Saturday, March 3, 2012

French Fries

The word potato comes from the Haitian word "batata" which refers to a variety of sweet potatoes. The word came into Spanish as "patata." When the later variants (called papas by the natives) were found, they were also called "patata," and the word made its way into English as potato. The slang usage "spud" derives from the spade-like tool used to dig 'em out. 

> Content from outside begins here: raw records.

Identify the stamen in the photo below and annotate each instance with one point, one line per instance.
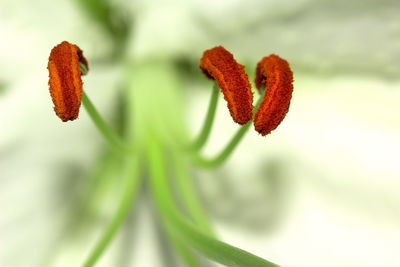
(273, 72)
(218, 64)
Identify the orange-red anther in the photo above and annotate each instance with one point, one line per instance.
(65, 79)
(273, 72)
(218, 64)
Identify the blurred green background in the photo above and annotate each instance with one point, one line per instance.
(321, 190)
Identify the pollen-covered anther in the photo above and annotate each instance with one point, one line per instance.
(65, 79)
(274, 73)
(218, 64)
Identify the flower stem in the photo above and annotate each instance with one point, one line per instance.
(112, 138)
(211, 248)
(229, 148)
(132, 176)
(208, 122)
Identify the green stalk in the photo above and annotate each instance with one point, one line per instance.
(211, 248)
(111, 137)
(132, 176)
(208, 122)
(225, 153)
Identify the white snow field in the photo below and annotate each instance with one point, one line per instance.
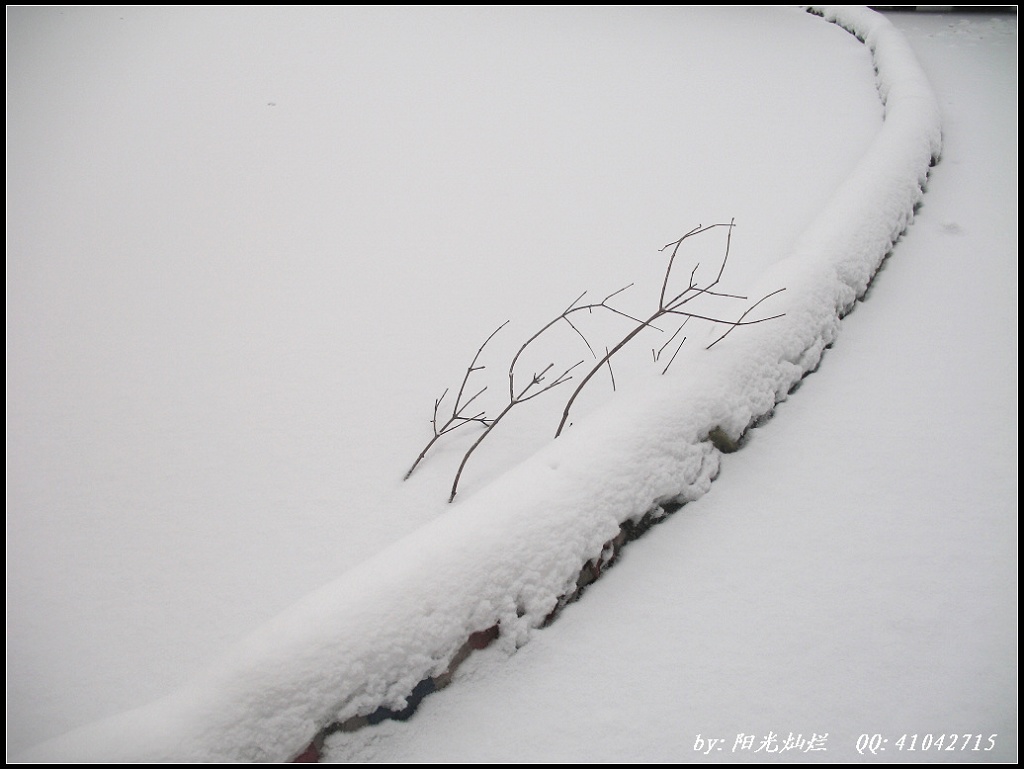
(247, 250)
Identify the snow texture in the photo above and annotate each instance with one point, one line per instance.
(506, 554)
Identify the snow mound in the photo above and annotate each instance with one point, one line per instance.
(507, 555)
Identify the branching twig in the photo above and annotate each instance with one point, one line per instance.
(521, 397)
(458, 418)
(675, 306)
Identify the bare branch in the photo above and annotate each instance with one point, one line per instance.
(457, 419)
(666, 369)
(741, 322)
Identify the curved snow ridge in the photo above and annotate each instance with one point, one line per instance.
(507, 554)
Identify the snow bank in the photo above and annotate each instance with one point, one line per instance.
(506, 555)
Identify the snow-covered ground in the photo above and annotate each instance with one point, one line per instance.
(247, 252)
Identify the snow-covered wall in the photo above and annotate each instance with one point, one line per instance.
(506, 554)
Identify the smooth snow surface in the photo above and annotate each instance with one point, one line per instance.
(231, 297)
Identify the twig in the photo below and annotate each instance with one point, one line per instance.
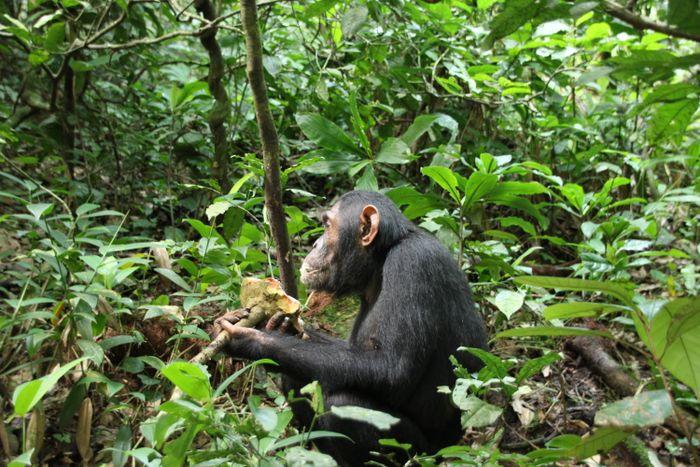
(620, 12)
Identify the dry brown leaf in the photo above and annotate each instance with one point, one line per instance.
(268, 296)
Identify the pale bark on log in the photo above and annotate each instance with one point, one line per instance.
(592, 350)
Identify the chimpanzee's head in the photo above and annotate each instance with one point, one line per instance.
(360, 230)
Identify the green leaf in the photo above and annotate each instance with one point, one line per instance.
(573, 446)
(325, 133)
(179, 96)
(121, 446)
(55, 36)
(300, 457)
(645, 409)
(515, 14)
(578, 310)
(675, 340)
(23, 459)
(618, 290)
(380, 420)
(508, 301)
(39, 209)
(550, 331)
(28, 394)
(478, 185)
(190, 378)
(419, 126)
(517, 188)
(320, 7)
(217, 208)
(667, 93)
(368, 181)
(533, 366)
(671, 119)
(394, 151)
(601, 440)
(358, 125)
(352, 20)
(444, 177)
(475, 412)
(174, 277)
(597, 31)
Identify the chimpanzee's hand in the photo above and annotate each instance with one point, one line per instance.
(284, 324)
(231, 317)
(244, 342)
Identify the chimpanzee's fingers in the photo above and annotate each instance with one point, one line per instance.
(284, 327)
(275, 322)
(235, 316)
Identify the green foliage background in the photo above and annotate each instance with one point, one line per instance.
(533, 138)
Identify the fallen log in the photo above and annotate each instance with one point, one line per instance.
(263, 298)
(592, 350)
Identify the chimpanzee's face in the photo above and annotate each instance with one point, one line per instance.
(340, 261)
(316, 270)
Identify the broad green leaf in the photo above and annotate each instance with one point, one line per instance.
(240, 182)
(597, 31)
(601, 440)
(675, 340)
(475, 412)
(671, 119)
(55, 36)
(477, 186)
(615, 289)
(444, 177)
(508, 301)
(26, 395)
(353, 19)
(380, 420)
(39, 209)
(121, 446)
(532, 366)
(573, 446)
(358, 125)
(190, 378)
(574, 194)
(668, 93)
(551, 331)
(511, 221)
(515, 13)
(368, 180)
(394, 151)
(571, 310)
(174, 277)
(419, 126)
(217, 208)
(645, 409)
(23, 459)
(517, 188)
(300, 457)
(318, 8)
(325, 133)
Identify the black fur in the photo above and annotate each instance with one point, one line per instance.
(416, 310)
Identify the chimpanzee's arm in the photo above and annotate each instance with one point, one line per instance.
(336, 364)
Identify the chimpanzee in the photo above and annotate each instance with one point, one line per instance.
(416, 310)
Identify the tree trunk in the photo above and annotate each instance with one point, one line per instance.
(270, 146)
(220, 110)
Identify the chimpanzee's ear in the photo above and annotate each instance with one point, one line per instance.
(369, 224)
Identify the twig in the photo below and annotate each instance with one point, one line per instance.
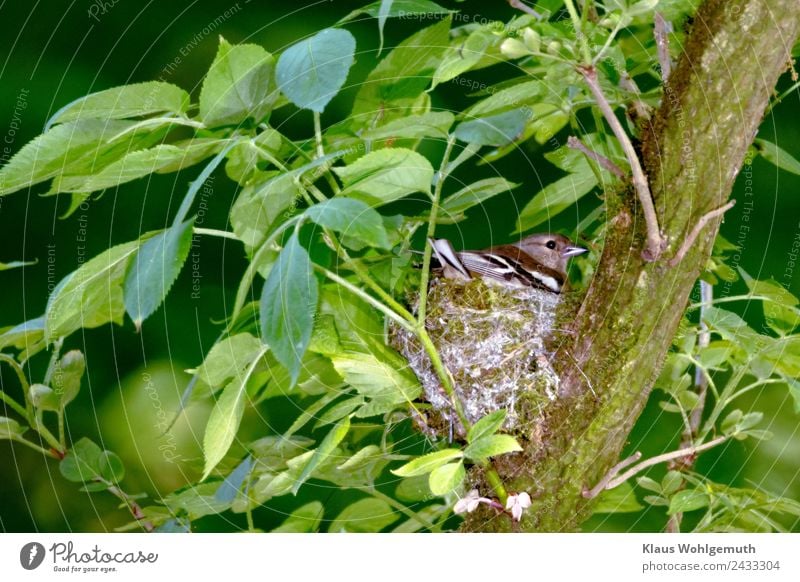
(615, 482)
(520, 5)
(655, 241)
(613, 472)
(660, 32)
(689, 240)
(576, 144)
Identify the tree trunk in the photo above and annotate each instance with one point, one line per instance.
(713, 104)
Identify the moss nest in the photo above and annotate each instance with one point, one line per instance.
(491, 338)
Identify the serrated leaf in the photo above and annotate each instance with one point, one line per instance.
(555, 198)
(239, 85)
(311, 72)
(431, 124)
(323, 451)
(228, 358)
(486, 426)
(427, 463)
(304, 519)
(386, 175)
(620, 499)
(777, 156)
(446, 478)
(10, 429)
(136, 100)
(491, 446)
(90, 296)
(288, 305)
(495, 130)
(154, 269)
(476, 193)
(687, 500)
(351, 218)
(225, 418)
(364, 516)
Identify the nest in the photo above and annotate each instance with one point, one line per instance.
(491, 338)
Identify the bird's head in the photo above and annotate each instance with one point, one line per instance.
(551, 250)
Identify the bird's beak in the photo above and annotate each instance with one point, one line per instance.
(573, 251)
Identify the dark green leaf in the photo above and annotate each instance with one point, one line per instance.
(427, 463)
(91, 296)
(288, 306)
(446, 478)
(239, 85)
(323, 451)
(351, 218)
(496, 130)
(366, 515)
(154, 269)
(386, 175)
(126, 101)
(555, 198)
(311, 72)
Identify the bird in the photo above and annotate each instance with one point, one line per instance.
(538, 260)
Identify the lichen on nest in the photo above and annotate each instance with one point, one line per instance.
(491, 338)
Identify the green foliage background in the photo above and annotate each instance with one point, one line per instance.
(55, 54)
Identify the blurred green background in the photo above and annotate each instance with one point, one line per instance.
(55, 52)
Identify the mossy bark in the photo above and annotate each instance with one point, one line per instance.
(692, 152)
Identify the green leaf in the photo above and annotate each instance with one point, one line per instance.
(486, 426)
(127, 101)
(496, 130)
(446, 478)
(380, 375)
(110, 467)
(364, 516)
(555, 198)
(462, 57)
(476, 193)
(229, 358)
(431, 124)
(491, 446)
(427, 463)
(304, 519)
(323, 451)
(82, 462)
(288, 305)
(311, 72)
(620, 499)
(16, 265)
(67, 377)
(352, 218)
(386, 175)
(239, 85)
(90, 296)
(76, 147)
(155, 268)
(776, 156)
(391, 89)
(225, 419)
(687, 500)
(10, 429)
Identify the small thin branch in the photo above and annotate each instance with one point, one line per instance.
(655, 241)
(663, 459)
(576, 144)
(660, 32)
(689, 240)
(520, 5)
(613, 472)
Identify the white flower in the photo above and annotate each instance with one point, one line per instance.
(517, 504)
(470, 502)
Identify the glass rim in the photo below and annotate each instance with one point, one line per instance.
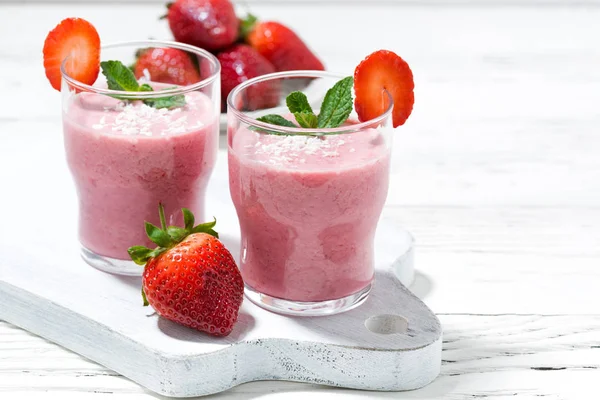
(284, 129)
(149, 95)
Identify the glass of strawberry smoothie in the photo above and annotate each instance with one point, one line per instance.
(126, 154)
(308, 200)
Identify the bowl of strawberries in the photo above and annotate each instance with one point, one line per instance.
(246, 47)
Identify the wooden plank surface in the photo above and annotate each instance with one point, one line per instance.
(496, 174)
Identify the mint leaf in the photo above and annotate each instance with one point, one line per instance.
(146, 88)
(166, 102)
(337, 104)
(247, 25)
(306, 119)
(119, 77)
(275, 119)
(297, 102)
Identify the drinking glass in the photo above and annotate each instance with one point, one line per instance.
(126, 155)
(308, 200)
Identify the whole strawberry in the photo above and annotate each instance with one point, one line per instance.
(167, 65)
(240, 63)
(280, 45)
(190, 278)
(208, 24)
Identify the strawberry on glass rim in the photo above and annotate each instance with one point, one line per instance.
(379, 72)
(77, 40)
(190, 278)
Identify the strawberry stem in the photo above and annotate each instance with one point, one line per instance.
(163, 221)
(247, 25)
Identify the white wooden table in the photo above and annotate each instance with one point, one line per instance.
(497, 174)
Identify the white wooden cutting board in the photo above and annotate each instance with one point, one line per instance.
(47, 289)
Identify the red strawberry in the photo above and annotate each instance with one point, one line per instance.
(209, 24)
(281, 46)
(191, 278)
(167, 65)
(240, 63)
(77, 39)
(380, 71)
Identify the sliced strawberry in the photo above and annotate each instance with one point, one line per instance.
(77, 39)
(167, 65)
(380, 71)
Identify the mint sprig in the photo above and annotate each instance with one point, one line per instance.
(335, 109)
(337, 104)
(120, 77)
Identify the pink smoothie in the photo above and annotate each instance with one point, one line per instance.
(308, 208)
(126, 158)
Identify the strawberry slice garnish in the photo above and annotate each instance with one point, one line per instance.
(77, 39)
(383, 71)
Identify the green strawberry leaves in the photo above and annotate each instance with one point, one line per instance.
(120, 77)
(168, 237)
(335, 110)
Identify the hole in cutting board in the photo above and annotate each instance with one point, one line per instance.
(387, 324)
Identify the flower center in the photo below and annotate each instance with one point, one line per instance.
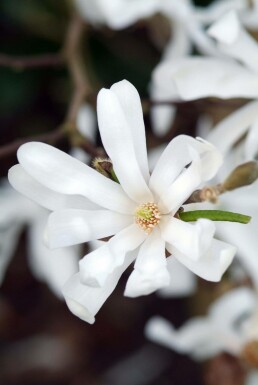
(147, 216)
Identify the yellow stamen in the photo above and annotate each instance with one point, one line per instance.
(147, 216)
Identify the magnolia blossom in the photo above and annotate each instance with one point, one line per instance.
(230, 326)
(139, 212)
(53, 267)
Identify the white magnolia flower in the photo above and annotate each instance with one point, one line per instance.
(53, 267)
(139, 212)
(231, 323)
(231, 326)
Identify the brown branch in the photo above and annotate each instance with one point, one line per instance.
(49, 137)
(28, 62)
(72, 55)
(74, 59)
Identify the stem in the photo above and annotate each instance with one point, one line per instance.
(214, 215)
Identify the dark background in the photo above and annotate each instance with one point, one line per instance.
(41, 342)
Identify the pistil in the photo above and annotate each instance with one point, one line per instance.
(147, 216)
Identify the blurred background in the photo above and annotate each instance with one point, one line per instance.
(42, 343)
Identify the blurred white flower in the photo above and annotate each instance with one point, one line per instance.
(139, 211)
(231, 323)
(196, 77)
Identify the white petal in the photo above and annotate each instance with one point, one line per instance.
(182, 281)
(251, 142)
(227, 132)
(217, 9)
(238, 43)
(9, 239)
(193, 241)
(211, 266)
(227, 29)
(245, 239)
(71, 227)
(179, 44)
(51, 200)
(180, 190)
(196, 78)
(85, 301)
(252, 378)
(154, 155)
(52, 267)
(118, 141)
(130, 103)
(60, 172)
(96, 266)
(81, 155)
(86, 122)
(197, 337)
(162, 118)
(233, 305)
(120, 14)
(177, 155)
(150, 270)
(202, 41)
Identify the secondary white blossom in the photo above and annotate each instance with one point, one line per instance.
(225, 135)
(193, 78)
(231, 326)
(138, 212)
(231, 323)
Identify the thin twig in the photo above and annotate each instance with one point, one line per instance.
(28, 62)
(74, 59)
(49, 137)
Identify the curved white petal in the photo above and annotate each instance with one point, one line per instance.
(226, 133)
(96, 266)
(51, 200)
(85, 301)
(162, 119)
(118, 141)
(150, 270)
(121, 14)
(197, 337)
(194, 78)
(54, 267)
(252, 378)
(182, 281)
(86, 122)
(251, 142)
(210, 266)
(217, 9)
(202, 41)
(154, 155)
(179, 44)
(177, 155)
(193, 241)
(130, 103)
(233, 305)
(71, 227)
(180, 190)
(227, 28)
(60, 172)
(235, 41)
(9, 239)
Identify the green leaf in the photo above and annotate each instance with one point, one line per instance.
(214, 215)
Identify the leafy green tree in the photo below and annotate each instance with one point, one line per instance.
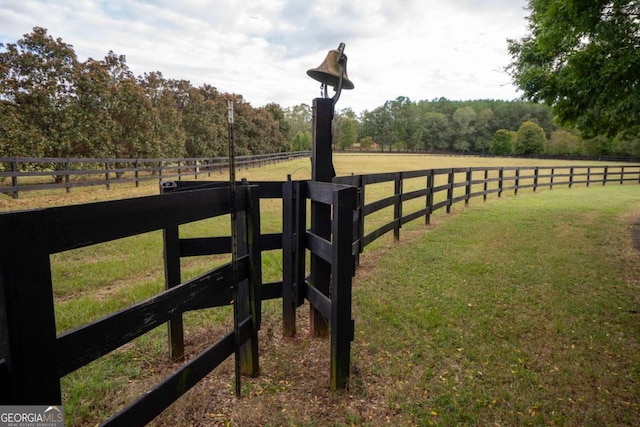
(502, 143)
(464, 125)
(582, 58)
(281, 141)
(347, 133)
(530, 139)
(298, 118)
(378, 124)
(563, 142)
(167, 134)
(302, 141)
(436, 131)
(38, 90)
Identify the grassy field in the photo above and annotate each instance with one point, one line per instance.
(519, 311)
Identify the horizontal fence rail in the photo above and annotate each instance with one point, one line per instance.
(18, 174)
(34, 356)
(418, 194)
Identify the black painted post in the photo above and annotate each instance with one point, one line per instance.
(429, 202)
(171, 279)
(450, 182)
(288, 257)
(467, 190)
(106, 174)
(67, 172)
(14, 178)
(571, 177)
(485, 185)
(321, 170)
(342, 330)
(249, 291)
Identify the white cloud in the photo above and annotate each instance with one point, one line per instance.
(262, 49)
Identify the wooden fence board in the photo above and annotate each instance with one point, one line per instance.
(82, 345)
(151, 404)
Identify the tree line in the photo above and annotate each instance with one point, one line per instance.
(53, 105)
(478, 126)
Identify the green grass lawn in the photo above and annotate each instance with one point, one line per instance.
(519, 311)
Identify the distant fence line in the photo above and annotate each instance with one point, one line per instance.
(435, 189)
(19, 174)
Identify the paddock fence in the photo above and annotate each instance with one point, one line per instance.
(18, 174)
(360, 209)
(387, 201)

So how did potatoes come to their present popularity? The generally accepted story is that a French army officer named Parmentier was taken prisoner during the Seven Years War (1756-1763), and ate potatoes as part of his prison diet in Hamburg, Germany. He found that he liked them. After his release, he managed to introduce them to the French court ("Your majesty, the potato. Potato, I have the honour to introduce King Louis XVI and Queen Marie Antoinette. Introductions all the way round.") Marie Antoinette reportedly once wore a potato flower as a corsage. But she decided to take a break from eating cake and so ate potatoes. What the queen did was what everyone did, so the potato became fashionable and entered French cuisine. From France, to the world.

And so we arrive at your question. For also in the 1840s, pomme frites ("fried potatoes") first appeared in Paris. Sadly, we don't know the name of the ingenious chef who first sliced the potato into long slender pieces and fried them. But they were immediately popular, and were sold on the streets of Paris by push-cart vendors.
Frites spread to America where they were called French fried potatoes. You asked how they got their name--pretty obvious, I'd say: they came from France, and they were fried potatoes, so they were called "French fried potatoes." The name was shortened to "french fries" in the 1930s.
By the way, the verb "to french" in cooking has come to mean to cut in long, slender strips, and some people insist that "french fries" come from that term. However, the French fried potato was known since the middle 1800s, while the OED cites the first use of the verb "to french" around 1895, so it appears pretty convincing that "french fried potatoes" came before the verb "frenching." The origin of the name is thus the country of origin French and not the cooking term french.

French fries are commonly eaten with ketchup in the U.S., but with malt vinegar (delicious) in the U.K., and with mayonnaise (appalling) in the Netherlands. The French mostly take them straight, but the Belgians have the best idea (as is so often the case with food): they eat frites with buckets full of mussels.